For those of you who think Hillary Clinton and Barack Obama can sling some mud, check out these brawls. The top political melees, spanning history and the globe, make John Kerry’s Swift Boat seem like the Love Boat, and the smear campaign about John McCain’s black love child (um, he doesn’t really have one) seem like a silly game of telephone.
Here are my favorite political brawls of all time:
1. Shoe Fight in Taiwan
According to the Taipei Times, just last year, the Taiwanese Parliament—infamous for bawdy brawls—descended into chaos after lawmaker Wang Shu-hui threw a shoe at Speaker Wang Jin-pyng. The shoe missed its target, instead striking the face of another lawmaker and soon the Parliament was involved in a WWF-style smack down (video).
2. Taiwan Redux
One year before throwing her shoe at the Speaker, Wang Shu-hui snatched a written proposal to create direct transport links with Mainland China and shoved it into her mouth. The Taipei Times reported that opposition party leaders pulled her hair to try to get her to cough it up, but their antics failed. After the attention waned, she spat out the proposal and ripped it into pieces.
3. Caning in the U.S. Senate
In May of 1856, the U.S. Senate chamber transformed into a combat zone when Representative Preston Brooks, a pro-slavery Democrat from South Carolina, entered the chamber and slammed his metal-topped cane into Senator Charles Sumner’s head. Brooks struck again and again, bloodying Sumner as he lurched about the chamber. According to the U.S. States Senate Web site, Sumner, an antislavery Republican from Massachusetts, had maligned Brooks and his pro-slavery friends, like Stephen Douglas of Illinois, whom Sumner had called a “noise-some, squat, and nameless animal … not a proper model for an American senator.” Ah, sweet revenge.
4. A Hit on the Competition
Just last year in Atlanta, concluding a storyline worthy of a gangster epic, former DeKalb County Sheriff Sidney Dorsey confessed to ordering the murder of his political rival (and DeKalb County Sheriff-elect) Derwin Brown. According to media accounts Brown was shot eleven times as he walked up his driveway after returning from a party celebrating his graduation from the Sheriff’s Academy, his wife’s birthday, and his impending inauguration as Sheriff.

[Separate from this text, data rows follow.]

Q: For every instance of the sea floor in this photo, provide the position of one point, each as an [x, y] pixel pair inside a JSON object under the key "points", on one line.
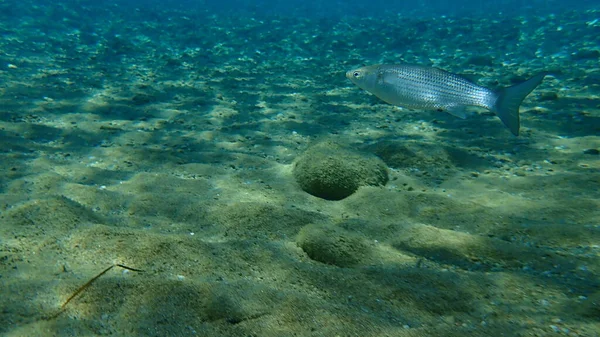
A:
{"points": [[165, 142]]}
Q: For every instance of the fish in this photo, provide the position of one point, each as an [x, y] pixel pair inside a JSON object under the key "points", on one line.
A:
{"points": [[429, 88]]}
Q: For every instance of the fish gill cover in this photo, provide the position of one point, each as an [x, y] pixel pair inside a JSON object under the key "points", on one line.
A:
{"points": [[166, 136]]}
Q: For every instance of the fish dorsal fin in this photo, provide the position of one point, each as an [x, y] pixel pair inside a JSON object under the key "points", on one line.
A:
{"points": [[458, 111]]}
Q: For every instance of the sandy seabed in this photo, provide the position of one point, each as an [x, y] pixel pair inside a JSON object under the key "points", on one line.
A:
{"points": [[145, 147]]}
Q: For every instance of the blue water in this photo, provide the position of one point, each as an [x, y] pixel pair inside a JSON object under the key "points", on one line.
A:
{"points": [[163, 135]]}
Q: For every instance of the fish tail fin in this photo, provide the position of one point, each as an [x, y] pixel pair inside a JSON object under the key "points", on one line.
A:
{"points": [[509, 99]]}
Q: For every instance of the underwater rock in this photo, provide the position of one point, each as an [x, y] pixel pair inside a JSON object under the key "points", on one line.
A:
{"points": [[330, 171], [332, 245]]}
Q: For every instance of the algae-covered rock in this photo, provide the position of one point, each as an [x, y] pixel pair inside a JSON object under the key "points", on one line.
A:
{"points": [[333, 245], [333, 172]]}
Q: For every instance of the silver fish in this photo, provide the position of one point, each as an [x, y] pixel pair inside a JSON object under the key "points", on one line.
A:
{"points": [[419, 87]]}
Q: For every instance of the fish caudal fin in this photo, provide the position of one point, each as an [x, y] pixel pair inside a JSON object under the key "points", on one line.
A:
{"points": [[509, 100]]}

5. Brandishing Microphones in India
In 1997, the state legislative assembly in Uttar Pradesh, India, broke out into riots just as they were about to discuss a sensitive civil rights issue. Members of the minority party rushed the bench of the leader, ripping microphones out of their stands and tossing them like spears through the air. Politicians grabbed chairs and threw them at each other, becoming more and more enraged. The chaotic scene ended with bloodied politicians climbing into ambulances. You can see the drama unfold on YouTube.
6. Czech Slap Down
During a meeting in Prague, right-winger Miroslav Macek stepped to the podium and announced that he needed to address a personal issue. According to the BBC, he walked over to his rival, Czech Health Minister David Rath, and slapped him in the back of the head. “Minister Rath was warned in advance. He deserves it,” Macek told the audience. Meanwhile, Rath stood up and countered, “Why didn’t you attack me from the front like a real man? You are a coward.” He hit Macek back, and the two descended into an inglorious brawl. YouTube has hilarious—and shocking—footage of the boy slap.
7. Hickory Walking Stick and Metal Tongs
In 1798, inside the chamber of the U.S. House of Representatives, Congressman Roger Griswold of Connecticut attacked Vermont Representative Matthew Lyon with a hickory walking stick, according to an essay published by the University of Virginia. Lyon tried to defend himself from the repeated blows, and finally ran to the fireplace, grabbed a pair of metal tongs and lashed back at Griswold.
8. Mexican Melee
On the heels of Mexico’s heated 2006 presidential election, leftist lawmakers descended into fistfights and chair throwing just one hour before Felipe Calderon took the oath of office as Mexico’s new president. The leftist lawmakers attempted to block the chamber’s doors, but Calderon—sigh—was able to make his way through the barricades.
9. Fightin’ Words
As Washington Monthly reported, California Assembly Speaker Doris Allen, sparring with her fellow Republicans more than a decade ago, called them “power-mongering men with short penises.” Ouch. That may be worse than a fist in the face.
10. Et Tu, Brute
On the Ides of March in 44 BC, Julius Caesar was murdered by a group of fellow senators, including his good friend, Marcus Junius Brutus. When he saw that even his good friend Brutus was involved with the stabbing, he resigned himself to his fate, and gave Shakespeare fodder for one of his most famous lines.